However, the acpid init script does nothing except start acpid. I took a look at the openSUSE scripts and they are much more complicated - acpid sources a bunch of other configs (powersave and other related software) and then loads modules based on what is needed by the other services, including the ACPI modules. 

Anyway, if module loading is your problem, I guess this means you have two options. Either modify /etc/init.d/acpid to modprobe all of the appropriate modules or add the needed modules to /etc/modules.autoload.d/kernel-2.*. I'm using the second approach and it works fine.

My question is why is the Gentoo acpid script so basic?

Regards.

----------

## fartgeyser

Thanks, GatoVolador.
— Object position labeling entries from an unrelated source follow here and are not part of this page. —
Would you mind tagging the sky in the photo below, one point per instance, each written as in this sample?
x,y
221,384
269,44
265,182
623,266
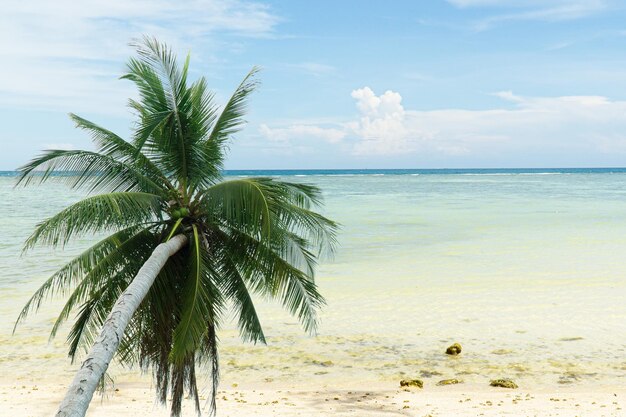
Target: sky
x,y
344,84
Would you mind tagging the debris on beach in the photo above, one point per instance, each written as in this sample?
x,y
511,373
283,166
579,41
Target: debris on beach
x,y
322,363
502,351
454,350
449,381
412,383
503,383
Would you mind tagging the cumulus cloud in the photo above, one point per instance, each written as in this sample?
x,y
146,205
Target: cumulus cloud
x,y
525,126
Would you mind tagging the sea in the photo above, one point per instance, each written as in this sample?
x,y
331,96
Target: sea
x,y
525,268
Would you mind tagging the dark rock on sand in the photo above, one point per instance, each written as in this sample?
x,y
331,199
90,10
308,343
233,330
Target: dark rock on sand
x,y
503,383
412,383
449,382
455,349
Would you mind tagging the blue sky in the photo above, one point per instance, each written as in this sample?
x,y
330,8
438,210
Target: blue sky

Interestingly enough, I was searching the forums here and someone said something about "modprobe thermal." I had been getting overheating issues and fan speed issues, so I tried it, and instantly my fan speed dropped and my computer is running cooler. I tried a "modprobe battery," and suddenly I had a battery folder in /proc/acpi. I was about to add thermal, battery, etc. to modules.autoload.d before I came back to this thread to see if anyone had replied. With your reply, I can be sure that it is the correct way to go about this, and not some "afro-engineering." I just assumed that since all that stuff was enabled as modules in my kernel anyway, they would have automatically been loaded. I guess I was wrong  :Smile: . Thanks again.

----------

## GatoVolador

Actually, I found out the same way you did. I was setting up a new laptop with powersave and found that things didn't work. My first response was to check if the ACPI modules were loading and they weren't. I modprobed everything and yay! it works. It wasn't until later when I checked out my laptop with openSUSE that I found the config file and compared the acpid init script. Like you, I had assumed that either the modules would be loaded automatically or that at least the acpid script would try to load any needed modules. 

Anyway, I'm glad you got your problem resolved.

Regards.

----------